2PM first performed "Hands Up" on the June 24, 2011 episode of Music Bank, before performing on other Korean television music programs such as M Countdown, Show! Music Core, and Inkigayo. After one month, they ended promotions for Hands Up in late July to focus on advertising promotions in Thailand, the release of their first Japanese studio album Republic of 2PM, and their Hands Up Asia Tour starting in September, the group's first concert tour spanning multiple countries.

As one of 2PM's most recognized songs, "Hands Up" has frequently been performed by the group and their labelmates in various events and concerts throughout their career, such as the MBC Gayo Daejejeon, the SBS Gayo Daejeon, KCON, and JYP Nation concerts. The song has also been covered by other K-pop groups, such as Sistar.

== Reception ==
"Hands Up" quickly topped various domestic music charts such as Melon and saw popularity in other Asian regions, which can be attributed to its "catchy chorus" and "energetic" performances. The song charted on the Gaon Digital Chart for twelve consecutive weeks, debuting at number 1, and also debuted at number 26 on the first issue of Billboard's K-pop Hot 100 several weeks later.
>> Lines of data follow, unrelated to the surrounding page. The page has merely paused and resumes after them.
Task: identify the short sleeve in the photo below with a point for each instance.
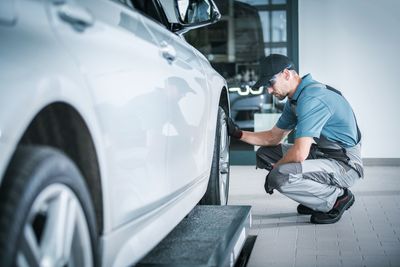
(287, 120)
(312, 115)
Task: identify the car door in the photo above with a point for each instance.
(189, 107)
(126, 74)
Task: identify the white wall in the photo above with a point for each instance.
(354, 45)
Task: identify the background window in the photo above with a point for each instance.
(248, 30)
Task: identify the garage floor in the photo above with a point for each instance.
(367, 235)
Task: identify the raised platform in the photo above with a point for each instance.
(208, 236)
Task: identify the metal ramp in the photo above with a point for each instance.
(208, 236)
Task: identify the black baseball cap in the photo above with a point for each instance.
(271, 65)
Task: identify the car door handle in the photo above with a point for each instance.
(168, 52)
(79, 17)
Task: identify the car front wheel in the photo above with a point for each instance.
(218, 185)
(47, 218)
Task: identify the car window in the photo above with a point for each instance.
(152, 9)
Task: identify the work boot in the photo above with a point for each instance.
(342, 203)
(304, 210)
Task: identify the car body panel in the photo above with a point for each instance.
(154, 149)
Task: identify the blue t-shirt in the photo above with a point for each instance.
(319, 111)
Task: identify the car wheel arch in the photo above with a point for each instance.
(59, 125)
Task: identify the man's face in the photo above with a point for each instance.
(278, 86)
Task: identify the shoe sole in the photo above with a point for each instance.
(348, 206)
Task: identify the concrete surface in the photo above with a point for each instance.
(367, 235)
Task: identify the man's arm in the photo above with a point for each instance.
(298, 152)
(265, 138)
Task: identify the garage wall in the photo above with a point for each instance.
(354, 45)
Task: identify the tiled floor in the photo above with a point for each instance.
(367, 235)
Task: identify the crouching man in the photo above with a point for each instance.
(325, 159)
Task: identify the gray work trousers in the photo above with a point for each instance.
(315, 183)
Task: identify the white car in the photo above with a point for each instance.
(112, 128)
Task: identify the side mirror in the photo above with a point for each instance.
(197, 12)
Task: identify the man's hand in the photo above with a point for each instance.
(233, 129)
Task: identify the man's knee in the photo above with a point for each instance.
(279, 175)
(263, 159)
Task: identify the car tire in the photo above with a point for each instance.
(218, 184)
(46, 214)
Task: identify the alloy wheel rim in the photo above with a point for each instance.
(56, 232)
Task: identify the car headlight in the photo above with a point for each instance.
(247, 90)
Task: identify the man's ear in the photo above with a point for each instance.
(287, 74)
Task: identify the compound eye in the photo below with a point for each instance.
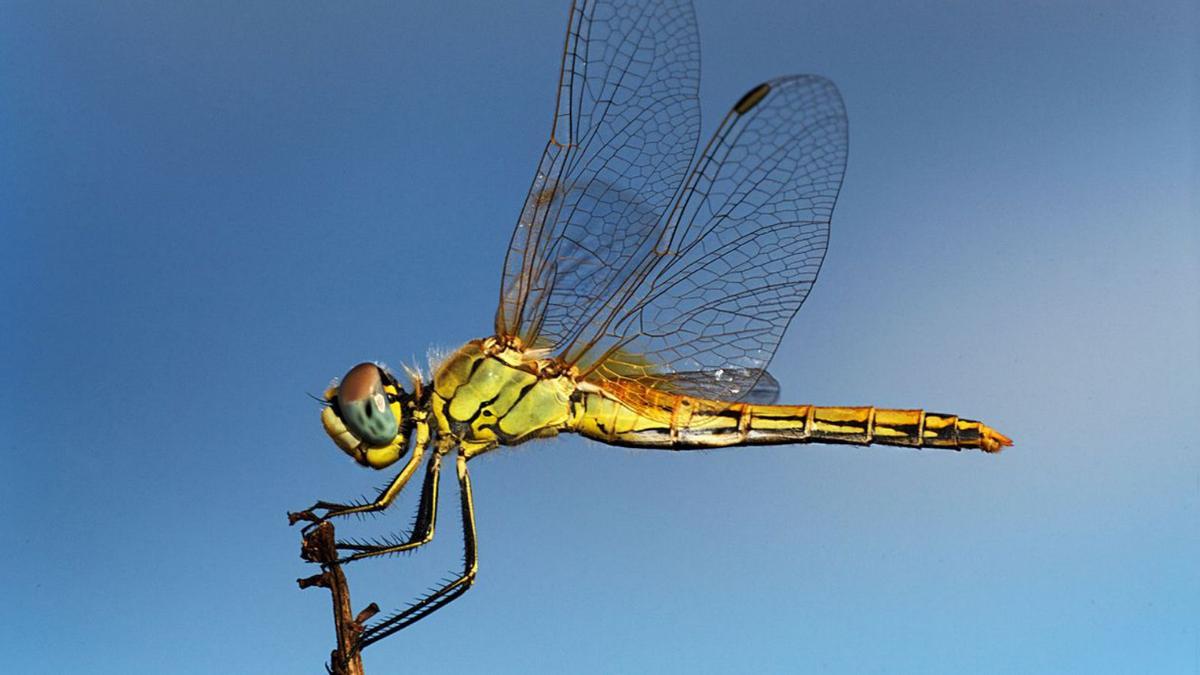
(364, 406)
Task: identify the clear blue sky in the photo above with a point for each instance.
(190, 196)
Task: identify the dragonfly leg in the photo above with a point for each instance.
(449, 591)
(423, 529)
(388, 495)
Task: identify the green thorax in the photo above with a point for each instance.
(489, 394)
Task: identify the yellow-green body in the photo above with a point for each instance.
(490, 393)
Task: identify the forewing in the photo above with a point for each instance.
(718, 383)
(743, 248)
(624, 133)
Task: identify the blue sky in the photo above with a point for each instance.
(209, 210)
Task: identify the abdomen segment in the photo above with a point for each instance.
(682, 423)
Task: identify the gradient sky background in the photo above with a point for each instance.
(209, 210)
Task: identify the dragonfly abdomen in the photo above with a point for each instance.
(684, 423)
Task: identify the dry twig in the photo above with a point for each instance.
(318, 547)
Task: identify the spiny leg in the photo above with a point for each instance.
(423, 529)
(448, 592)
(383, 501)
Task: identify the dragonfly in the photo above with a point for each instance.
(643, 292)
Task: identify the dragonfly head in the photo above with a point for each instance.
(365, 416)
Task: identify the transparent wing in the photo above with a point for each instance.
(624, 133)
(718, 384)
(741, 251)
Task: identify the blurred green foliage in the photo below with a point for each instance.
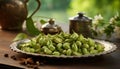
(61, 10)
(107, 8)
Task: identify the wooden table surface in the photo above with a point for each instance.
(108, 61)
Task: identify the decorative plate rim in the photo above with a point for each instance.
(14, 48)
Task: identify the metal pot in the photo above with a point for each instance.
(81, 25)
(13, 13)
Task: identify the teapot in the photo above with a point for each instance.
(81, 24)
(13, 13)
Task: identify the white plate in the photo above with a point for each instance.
(109, 48)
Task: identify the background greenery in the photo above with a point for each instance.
(61, 10)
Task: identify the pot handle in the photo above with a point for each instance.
(39, 4)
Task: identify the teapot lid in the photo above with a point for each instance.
(81, 17)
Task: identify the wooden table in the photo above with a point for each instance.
(108, 61)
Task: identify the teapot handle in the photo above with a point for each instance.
(39, 4)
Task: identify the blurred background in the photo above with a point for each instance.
(61, 10)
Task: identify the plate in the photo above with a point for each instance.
(109, 48)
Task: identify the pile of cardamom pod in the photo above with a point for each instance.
(62, 44)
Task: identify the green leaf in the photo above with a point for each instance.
(31, 27)
(20, 36)
(43, 21)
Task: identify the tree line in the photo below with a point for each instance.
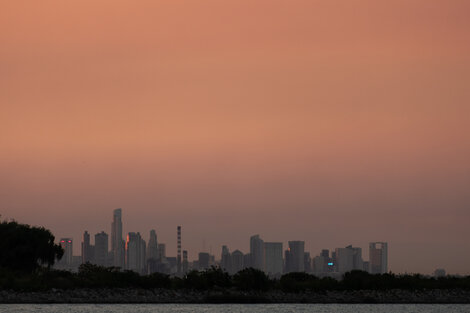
(27, 254)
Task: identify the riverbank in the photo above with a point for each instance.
(233, 296)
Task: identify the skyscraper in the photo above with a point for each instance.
(204, 260)
(257, 252)
(185, 262)
(87, 248)
(378, 257)
(117, 243)
(67, 245)
(134, 253)
(152, 249)
(237, 261)
(273, 258)
(101, 249)
(295, 256)
(348, 259)
(178, 246)
(226, 260)
(161, 252)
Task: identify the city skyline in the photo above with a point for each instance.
(334, 122)
(136, 255)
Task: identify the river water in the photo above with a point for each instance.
(236, 308)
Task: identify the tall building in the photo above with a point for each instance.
(273, 258)
(117, 243)
(135, 253)
(152, 248)
(178, 246)
(323, 263)
(348, 259)
(307, 262)
(67, 245)
(226, 260)
(185, 262)
(204, 260)
(378, 257)
(237, 261)
(101, 249)
(87, 249)
(257, 252)
(161, 252)
(295, 257)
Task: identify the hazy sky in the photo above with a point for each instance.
(334, 122)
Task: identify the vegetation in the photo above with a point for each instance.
(27, 254)
(94, 276)
(25, 248)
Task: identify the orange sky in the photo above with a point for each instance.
(334, 122)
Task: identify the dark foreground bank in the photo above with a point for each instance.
(188, 296)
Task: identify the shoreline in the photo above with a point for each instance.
(131, 295)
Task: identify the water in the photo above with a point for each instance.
(236, 308)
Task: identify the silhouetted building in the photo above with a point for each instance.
(67, 245)
(178, 257)
(378, 257)
(237, 261)
(134, 253)
(273, 258)
(101, 249)
(247, 260)
(440, 272)
(117, 243)
(295, 257)
(185, 262)
(152, 249)
(307, 262)
(257, 252)
(204, 260)
(161, 252)
(349, 259)
(226, 260)
(87, 249)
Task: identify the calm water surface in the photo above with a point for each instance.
(235, 308)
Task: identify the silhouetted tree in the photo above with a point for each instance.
(251, 279)
(26, 248)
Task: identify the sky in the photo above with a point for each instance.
(334, 122)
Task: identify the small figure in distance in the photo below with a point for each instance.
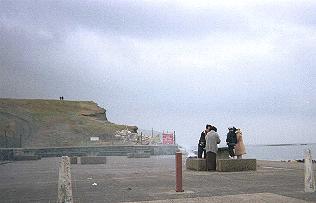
(212, 140)
(231, 141)
(240, 146)
(202, 142)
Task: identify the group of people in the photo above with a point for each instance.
(210, 139)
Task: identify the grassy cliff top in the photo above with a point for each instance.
(48, 123)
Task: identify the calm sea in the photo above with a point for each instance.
(277, 153)
(287, 152)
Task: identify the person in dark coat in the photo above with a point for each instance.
(212, 140)
(202, 142)
(231, 141)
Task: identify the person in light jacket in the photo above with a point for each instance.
(240, 146)
(212, 140)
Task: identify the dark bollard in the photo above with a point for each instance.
(179, 172)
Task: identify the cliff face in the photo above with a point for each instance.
(49, 123)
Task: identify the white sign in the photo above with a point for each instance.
(94, 138)
(309, 175)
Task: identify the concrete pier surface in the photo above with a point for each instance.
(152, 179)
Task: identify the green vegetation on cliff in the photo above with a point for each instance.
(52, 123)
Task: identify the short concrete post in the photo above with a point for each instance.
(64, 181)
(309, 175)
(179, 172)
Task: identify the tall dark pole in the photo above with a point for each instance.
(141, 138)
(6, 139)
(20, 140)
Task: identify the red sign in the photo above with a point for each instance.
(167, 138)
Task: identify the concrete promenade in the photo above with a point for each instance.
(124, 179)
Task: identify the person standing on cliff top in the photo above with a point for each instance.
(202, 142)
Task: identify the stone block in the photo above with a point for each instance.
(74, 160)
(26, 157)
(196, 164)
(93, 160)
(232, 165)
(222, 153)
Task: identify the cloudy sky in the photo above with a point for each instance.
(173, 65)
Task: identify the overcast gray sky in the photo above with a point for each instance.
(173, 65)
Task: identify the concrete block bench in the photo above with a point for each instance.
(232, 165)
(196, 164)
(73, 160)
(93, 159)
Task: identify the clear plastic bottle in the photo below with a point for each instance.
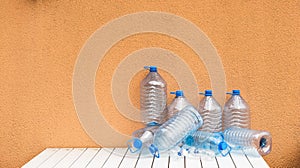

The music video, which saw 2.4 million views within 10 days, resulted in 2PM's appearance at number 35 on Billboard's Social 50 Chart, the first documented appearance of a K-pop act on this chart. Rolling Stone, who ranked the song number 44 on their list of "The 100 Greatest Songs in the History of Korean Pop Music", described the song as a "celebratory" and "classic party song" which embodied the "hedonistic energy of the era".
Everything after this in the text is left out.